Voltolini – Sempre funcionam melhor as práticas que decorrem de uma ligação muito clara com os temas materiais da empresa – impactos ambientais, sociais e de governança que se não forem bem cuidados podem gerar perdas financeiras para o negócio. Logo, as ações variam em grau de importância conforme o porte da empresa, o tipo de negócio e o seu estoque de passivos socioambientais. Na média, há um conjunto de práticas que devem ser observadas, com maior ou menor ênfase, em qualquer empresa. Na dimensão ambiental, a ecoeficiência (melhor uso de recursos como água e energia, mais circularidade, menos resíduos e desperdícios) e a descarbonização, para a redução das emissões de gases de efeitos estufa – grande desafio no século 21. Na dimensão social, destaco desenvolvimento integral dos colaboradores, salário digno, diversidade, equidade e inclusão, saúde mental, direitos humanos, investimento social nas comunidades e cadeia de valor responsável. E, na governança, o código de ética, as políticas de compliance, a estrutura de governança da sustentabilidade e o reporte das ações auditado por terceira parte.
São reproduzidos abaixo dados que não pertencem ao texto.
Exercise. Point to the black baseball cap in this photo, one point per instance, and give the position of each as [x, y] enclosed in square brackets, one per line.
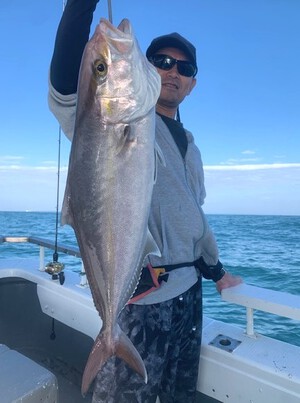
[173, 40]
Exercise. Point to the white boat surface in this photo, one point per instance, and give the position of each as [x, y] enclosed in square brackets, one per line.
[47, 331]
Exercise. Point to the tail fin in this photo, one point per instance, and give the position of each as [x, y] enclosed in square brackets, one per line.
[102, 350]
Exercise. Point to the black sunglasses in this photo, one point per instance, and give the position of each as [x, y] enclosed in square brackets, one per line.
[166, 62]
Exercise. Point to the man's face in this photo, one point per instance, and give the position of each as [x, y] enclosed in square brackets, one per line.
[174, 87]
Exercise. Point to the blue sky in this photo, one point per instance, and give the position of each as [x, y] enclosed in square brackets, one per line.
[244, 111]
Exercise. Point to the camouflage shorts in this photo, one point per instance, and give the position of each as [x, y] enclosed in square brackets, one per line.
[168, 337]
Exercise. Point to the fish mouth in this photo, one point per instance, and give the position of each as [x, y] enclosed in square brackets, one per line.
[123, 31]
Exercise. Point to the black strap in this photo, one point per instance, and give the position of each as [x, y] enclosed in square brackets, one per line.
[213, 272]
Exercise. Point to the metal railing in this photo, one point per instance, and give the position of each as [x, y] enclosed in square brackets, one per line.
[43, 244]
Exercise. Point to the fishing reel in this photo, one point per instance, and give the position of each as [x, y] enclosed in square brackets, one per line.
[55, 269]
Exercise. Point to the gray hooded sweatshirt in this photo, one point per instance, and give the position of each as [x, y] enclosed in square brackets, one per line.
[176, 221]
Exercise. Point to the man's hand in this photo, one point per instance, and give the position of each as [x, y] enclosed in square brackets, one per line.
[228, 281]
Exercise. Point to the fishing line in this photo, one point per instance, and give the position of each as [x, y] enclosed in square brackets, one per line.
[55, 268]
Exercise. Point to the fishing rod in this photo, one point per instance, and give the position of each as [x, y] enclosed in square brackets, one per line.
[109, 11]
[55, 268]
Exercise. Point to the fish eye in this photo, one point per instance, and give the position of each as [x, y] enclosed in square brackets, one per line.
[100, 68]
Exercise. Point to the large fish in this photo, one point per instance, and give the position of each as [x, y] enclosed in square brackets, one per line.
[110, 180]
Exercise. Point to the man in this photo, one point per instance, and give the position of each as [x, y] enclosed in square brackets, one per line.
[164, 325]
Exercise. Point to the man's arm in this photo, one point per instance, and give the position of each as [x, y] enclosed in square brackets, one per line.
[72, 35]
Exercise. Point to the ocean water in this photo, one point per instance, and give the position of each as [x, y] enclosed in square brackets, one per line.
[263, 250]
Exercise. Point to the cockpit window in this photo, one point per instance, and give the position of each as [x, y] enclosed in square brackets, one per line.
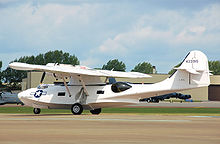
[42, 86]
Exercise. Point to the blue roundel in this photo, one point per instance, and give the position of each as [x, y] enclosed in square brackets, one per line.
[38, 93]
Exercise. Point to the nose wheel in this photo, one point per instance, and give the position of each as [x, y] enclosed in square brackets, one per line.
[77, 109]
[96, 111]
[36, 110]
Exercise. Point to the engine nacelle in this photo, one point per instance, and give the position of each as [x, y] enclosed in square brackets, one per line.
[120, 87]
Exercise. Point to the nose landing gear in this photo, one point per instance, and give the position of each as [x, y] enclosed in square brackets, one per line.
[36, 110]
[96, 111]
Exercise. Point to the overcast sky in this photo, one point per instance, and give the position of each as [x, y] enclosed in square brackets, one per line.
[161, 32]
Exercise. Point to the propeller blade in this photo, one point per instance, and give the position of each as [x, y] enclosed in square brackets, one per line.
[42, 78]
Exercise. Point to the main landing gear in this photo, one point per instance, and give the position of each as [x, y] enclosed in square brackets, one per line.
[36, 110]
[77, 109]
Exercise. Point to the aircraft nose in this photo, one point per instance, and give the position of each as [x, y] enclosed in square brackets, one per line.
[20, 95]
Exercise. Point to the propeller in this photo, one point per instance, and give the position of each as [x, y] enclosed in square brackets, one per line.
[42, 78]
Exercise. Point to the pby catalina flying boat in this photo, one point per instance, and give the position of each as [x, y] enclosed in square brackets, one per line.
[86, 90]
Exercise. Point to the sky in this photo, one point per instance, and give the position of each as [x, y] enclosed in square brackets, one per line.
[160, 32]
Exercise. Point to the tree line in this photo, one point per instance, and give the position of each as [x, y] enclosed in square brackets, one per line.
[12, 76]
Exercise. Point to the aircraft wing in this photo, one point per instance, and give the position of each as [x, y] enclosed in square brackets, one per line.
[68, 70]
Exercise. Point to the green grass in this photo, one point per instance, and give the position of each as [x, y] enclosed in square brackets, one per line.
[186, 111]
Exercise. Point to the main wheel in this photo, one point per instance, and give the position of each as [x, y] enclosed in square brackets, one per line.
[96, 111]
[36, 110]
[77, 109]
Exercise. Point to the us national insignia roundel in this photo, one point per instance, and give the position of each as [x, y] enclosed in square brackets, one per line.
[38, 93]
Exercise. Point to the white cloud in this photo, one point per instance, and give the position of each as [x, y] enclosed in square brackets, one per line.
[171, 28]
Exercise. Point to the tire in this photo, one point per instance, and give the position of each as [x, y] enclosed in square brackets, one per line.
[77, 109]
[96, 111]
[36, 110]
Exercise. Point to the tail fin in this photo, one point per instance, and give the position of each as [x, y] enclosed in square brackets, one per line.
[192, 73]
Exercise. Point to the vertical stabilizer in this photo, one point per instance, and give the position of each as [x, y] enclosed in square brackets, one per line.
[192, 73]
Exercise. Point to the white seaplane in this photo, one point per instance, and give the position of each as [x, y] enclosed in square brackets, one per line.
[86, 91]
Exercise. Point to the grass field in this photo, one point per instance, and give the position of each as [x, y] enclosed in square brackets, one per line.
[186, 111]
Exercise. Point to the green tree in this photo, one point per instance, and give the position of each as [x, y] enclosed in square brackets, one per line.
[114, 65]
[14, 76]
[0, 73]
[214, 66]
[144, 67]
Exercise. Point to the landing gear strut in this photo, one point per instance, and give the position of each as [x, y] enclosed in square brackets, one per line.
[36, 110]
[77, 109]
[96, 111]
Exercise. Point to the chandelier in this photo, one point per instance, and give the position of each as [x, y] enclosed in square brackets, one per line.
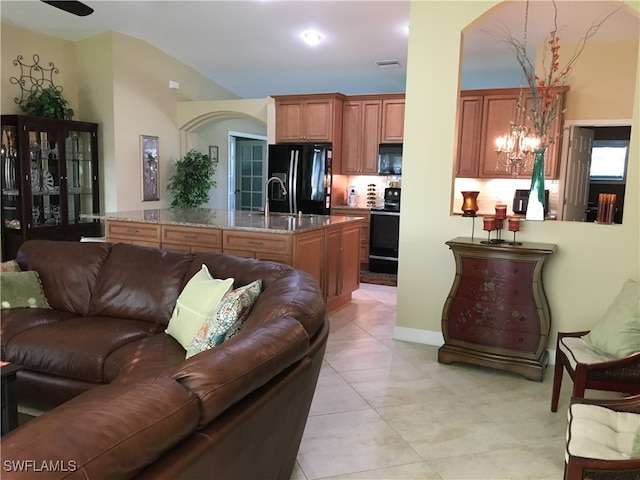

JC – Qual o papel do consumidor e da pressão social na consolidação de práticas ESG nas empresas brasileiras?
Voltolini – É muito importante, mas há uma expectativa muitas vezes exagerada em relação a ele. As regulações de mercado têm se mostrado instrumentos de pressão mais bem-sucedidos. Explico: há mais de duas décadas acompanho as pesquisas que mostram a evolução do comportamento de consumo consciente pelo brasileiro. Há uma curva ascendente, pelo menos no que se refere à intenção de premiar e punir empresas segundo o seu compromisso com a sustentabilidade, principalmente entre as novas gerações. Entre a intenção e a atitude concreta, porém, ainda parece haver um abismo, devido a um conjunto complexo de fatores – custo, cultura, incentivo material, falta de hábito, valorização efetiva do tema. As regulações de mercado que vieram com maior força neste período de ESG têm funcionado melhor como pressão.